“Back then, the relationship with members of the media was far different than it is today,” Parcells said by phone on Thursday. “It was a group of guys you got to know, and the electronic media wasn’t really around, so it was more like a group meeting.”
Parcells recalled of Litsky, “I found him a genuine, warm person.”
The depth of Litsky’s knowledge was staggering, from precise statistical notes culled from years with sports such as track and field and swimming to more than 300 obituaries he wrote for The Times, many brought to life by his infinite knowledge and fraternity of friends, local and international. Litsky’s legacy will live on for readers in the coming years through the 65 advance obituaries he has left for future publication.

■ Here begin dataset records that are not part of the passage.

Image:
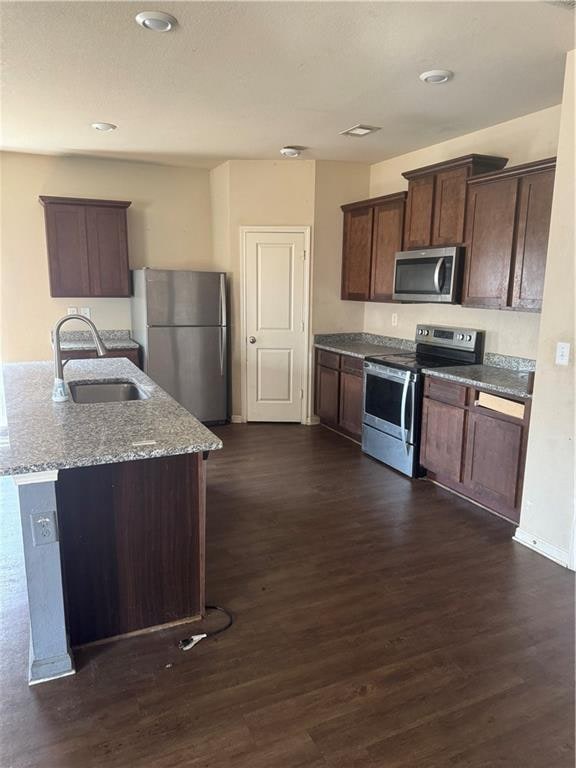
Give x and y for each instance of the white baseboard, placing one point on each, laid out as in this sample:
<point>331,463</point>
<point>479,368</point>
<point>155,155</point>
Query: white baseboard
<point>543,547</point>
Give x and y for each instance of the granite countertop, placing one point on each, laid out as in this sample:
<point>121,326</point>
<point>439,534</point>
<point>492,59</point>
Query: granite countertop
<point>79,340</point>
<point>356,348</point>
<point>43,435</point>
<point>501,381</point>
<point>361,344</point>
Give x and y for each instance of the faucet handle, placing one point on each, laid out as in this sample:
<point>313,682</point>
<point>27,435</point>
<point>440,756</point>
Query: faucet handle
<point>60,391</point>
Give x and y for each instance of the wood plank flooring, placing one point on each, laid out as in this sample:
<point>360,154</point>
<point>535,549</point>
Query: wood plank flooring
<point>380,623</point>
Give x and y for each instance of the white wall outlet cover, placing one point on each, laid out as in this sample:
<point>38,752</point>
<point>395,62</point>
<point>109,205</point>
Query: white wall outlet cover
<point>562,353</point>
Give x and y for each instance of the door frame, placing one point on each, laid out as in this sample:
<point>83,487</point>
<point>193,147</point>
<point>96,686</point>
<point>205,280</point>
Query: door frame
<point>305,415</point>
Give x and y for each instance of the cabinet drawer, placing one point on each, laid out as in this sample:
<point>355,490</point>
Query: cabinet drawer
<point>352,364</point>
<point>328,359</point>
<point>445,391</point>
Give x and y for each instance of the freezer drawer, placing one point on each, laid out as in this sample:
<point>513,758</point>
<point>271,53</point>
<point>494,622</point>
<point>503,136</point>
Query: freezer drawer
<point>190,364</point>
<point>176,297</point>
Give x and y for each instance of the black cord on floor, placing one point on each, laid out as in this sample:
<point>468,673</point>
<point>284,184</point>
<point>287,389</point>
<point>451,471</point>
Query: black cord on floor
<point>190,642</point>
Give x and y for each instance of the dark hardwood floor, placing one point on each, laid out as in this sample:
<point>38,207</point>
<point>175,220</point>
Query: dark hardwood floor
<point>380,623</point>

If you were sitting next to Litsky at a sports event, “you were always in the right place,” a former Times colleague, Malcolm Moran, recalled. He could offer hilarious off-the-cuff, inside-the-game stories, helpful style hints or even a quality post-event dining spot he had uncovered. Small wonder that over 36 years, Litsky wrote yearbooks for the Encyclopaedia Britannica, World Book and Collier’s, among others, along with a 1975 coffee-table book, “Superstars,” that became a main selection of the Sports Illustrated Book Club.
Litsky’s appreciation and respect for minor sports — at a time when most news media outlets focused their coverage on football, basketball, baseball and hockey — extended to his early embrace of women’s sports and gender equity. In 1967, he covered the Boston Marathon when a woman, Kathrine Switzer, was pulled off the course by race officials because only men were allowed to run it then. Decades later, his courtside account of the first national college basketball title by an undefeated UConn women’s team made the front page of The Times.
In 1997, Litsky became the first newspaper journalist named to the media wing of the International Swimming Hall of Fame, one of many such national honors.
Born in Waterbury, Conn., Litsky graduated from the University of Connecticut in three years at age 19. After an early career with United Press, he was initially hired by The Times as a sports copy editor, specifically in Olympic sports. But over the next 11 years, his role expanded to an assistant to the sports editor supervising the weekday sports and then as a deputy sports editor supervising the Sunday section.